Ignoring the physics and going straight to the Dawkins analogy: I don't get it. Dawkins freely admits that he cannot disprove the existence of God. Therefore a possible loophole doesn't have any significance. Dawkins makes the point that there is absolutely no evidence for the existence of God. Burden of proof. Occam's razor. Extraordinary claims require extraordinary evidence. And so on.
God, if he exists, is the smartest, most powerful, most abso-spectacu-lutely stupendous Being ever to exist. And we need to lower the hurdles for him? I don't get it.
Could you please do me a favor? I get the impression you haven't actually read Dawkins' book. Could you verify that for me? I think it's interesting that every ScienceBlogs post opposing Dawkins' book is by someone who has not read it.
Orzel at Uncertain Principles has not read the Dawkins book. He is basing his criticism on someone else's review of it. Orzel doesn't know ontological.
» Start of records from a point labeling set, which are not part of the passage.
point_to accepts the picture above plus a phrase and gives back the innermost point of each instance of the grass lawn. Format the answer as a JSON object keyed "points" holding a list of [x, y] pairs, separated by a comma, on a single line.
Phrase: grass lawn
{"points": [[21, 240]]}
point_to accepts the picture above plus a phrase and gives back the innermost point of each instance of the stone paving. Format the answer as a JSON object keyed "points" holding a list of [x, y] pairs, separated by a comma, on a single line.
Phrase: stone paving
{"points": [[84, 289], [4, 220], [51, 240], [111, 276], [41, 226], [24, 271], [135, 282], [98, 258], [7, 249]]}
There are countless arguments claiming to prove the existance of God, and more are being concocted every day. All the ones I've seen are pathetically flimsy, however it would be absurd for me or anyone else to attempt to address them all or even to claim to have seen them all. Should you choose to point out the flaws in some of them, you are likely to be accused of singling out the weaker ones and ignoring the stronger ones, no matter which ones you choose.
mustafa, my review was mixed :-) but yes...i tend to agree that reading the book instead of people's characterizations would be best.
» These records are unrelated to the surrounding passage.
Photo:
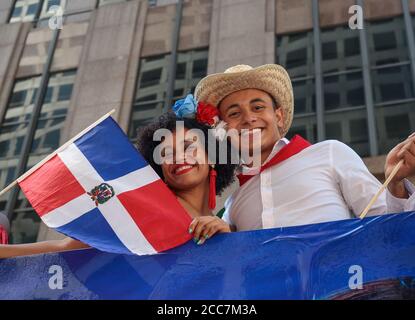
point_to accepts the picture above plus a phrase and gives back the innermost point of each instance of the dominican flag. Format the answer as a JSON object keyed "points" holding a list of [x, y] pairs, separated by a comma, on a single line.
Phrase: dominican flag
{"points": [[99, 190]]}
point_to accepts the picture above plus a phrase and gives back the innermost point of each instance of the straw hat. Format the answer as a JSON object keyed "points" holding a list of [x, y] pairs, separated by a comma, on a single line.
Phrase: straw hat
{"points": [[271, 78]]}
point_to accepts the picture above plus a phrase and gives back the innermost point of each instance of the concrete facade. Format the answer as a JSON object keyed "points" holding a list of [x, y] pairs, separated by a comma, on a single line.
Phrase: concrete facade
{"points": [[241, 31]]}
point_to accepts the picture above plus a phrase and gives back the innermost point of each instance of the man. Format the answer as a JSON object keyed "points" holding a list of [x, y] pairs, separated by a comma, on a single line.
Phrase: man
{"points": [[298, 183]]}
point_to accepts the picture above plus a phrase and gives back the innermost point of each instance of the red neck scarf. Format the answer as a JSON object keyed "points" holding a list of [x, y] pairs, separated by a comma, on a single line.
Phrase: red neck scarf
{"points": [[296, 145]]}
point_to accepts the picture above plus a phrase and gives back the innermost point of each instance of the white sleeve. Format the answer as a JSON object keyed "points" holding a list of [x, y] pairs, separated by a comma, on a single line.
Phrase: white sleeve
{"points": [[396, 205], [356, 183], [226, 215]]}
No, there really isn't. The only common ground (being carbon-based, being members of the same species, etc.) are irrelevant to the subject, and the two are incompatible on everything that IS relevant to the subject.
One method embraces what the other absolutely forbids. The standards for what counts as a valid argument differ. The standards for what counts as a valid position differ.
Two believers may have completely opposing religious doctrines, but they still have much more in common than either have with an areligionist on matters pertaining to religion.